Data Enrichment for Data Science

March 4, 2019
3:00 PM
Halligan 209
Speaker: Fatemeh Nargesian, University of Toronto
Host: Jeff Foster

Abstract

Data Science is built on the power of data processing and data preparation. In this talk, I discuss the challenges of data preparation for end-to-end data science. Particularly, I talk about data enrichment via discovery -- the problem of discovering and integrating the right data from data lakes to solve a given data science problem. I introduce two paradigms of data discovery.
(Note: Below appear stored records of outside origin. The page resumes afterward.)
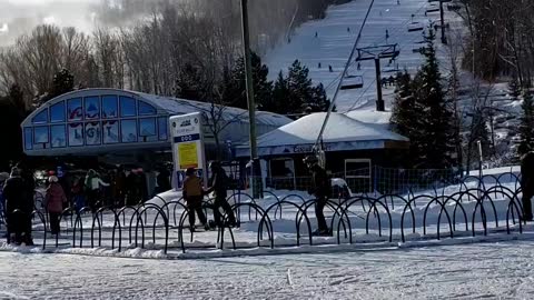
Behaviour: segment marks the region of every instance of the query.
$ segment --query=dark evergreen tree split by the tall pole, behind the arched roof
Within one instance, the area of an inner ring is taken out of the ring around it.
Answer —
[[[257,104],[269,102],[273,92],[273,82],[268,81],[269,68],[261,63],[261,58],[251,53],[254,97]],[[247,109],[247,86],[245,81],[245,60],[239,58],[236,67],[231,70],[230,82],[227,92],[227,102],[231,107]]]

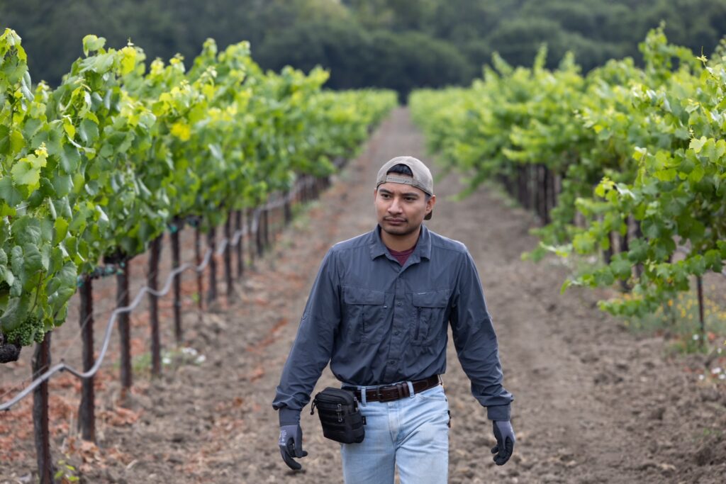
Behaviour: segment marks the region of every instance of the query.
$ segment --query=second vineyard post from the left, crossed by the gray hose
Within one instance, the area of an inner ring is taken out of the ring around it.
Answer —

In the first paradigm, the query is a dataset and a data scientist is interested in interactively finding datasets in data lakes that can be integrated with the query. I introduce a probabilistic framework for searching top-k unionable tables and discuss the need for distribution-aware techniques for data discovery. In the second paradigm, search does not start with a query, instead, it is data-driven. I will talk about data lake organization problem of building a directory structure that enables users to most efficiently navigate data lakes. I will present a navigation model of how users interact with a directory structure and introduce a scalable local search algorithm for optimizing data lake organizations.

Bio

Fatemeh Nargesian is a PhD candidate in the Data Curation Group of the Department of Computer Science at University of Toronto. Her primary research interests are in the data management challenges of end-to-end data science. A paper she co-authored on data discovery was accorded the Best Demonstration Award at VLDB 2017. While at University of Toronto, Fatemeh was a joint Research intern at IBM Research-NY. Prior to University of Toronto, she worked on clinical data management at the Clinical Informatics Research Group at McGill University, and received M.Sc. degrees in Computer Science at University of Ottawa and Artificial Intelligence at Sharif University of Technology.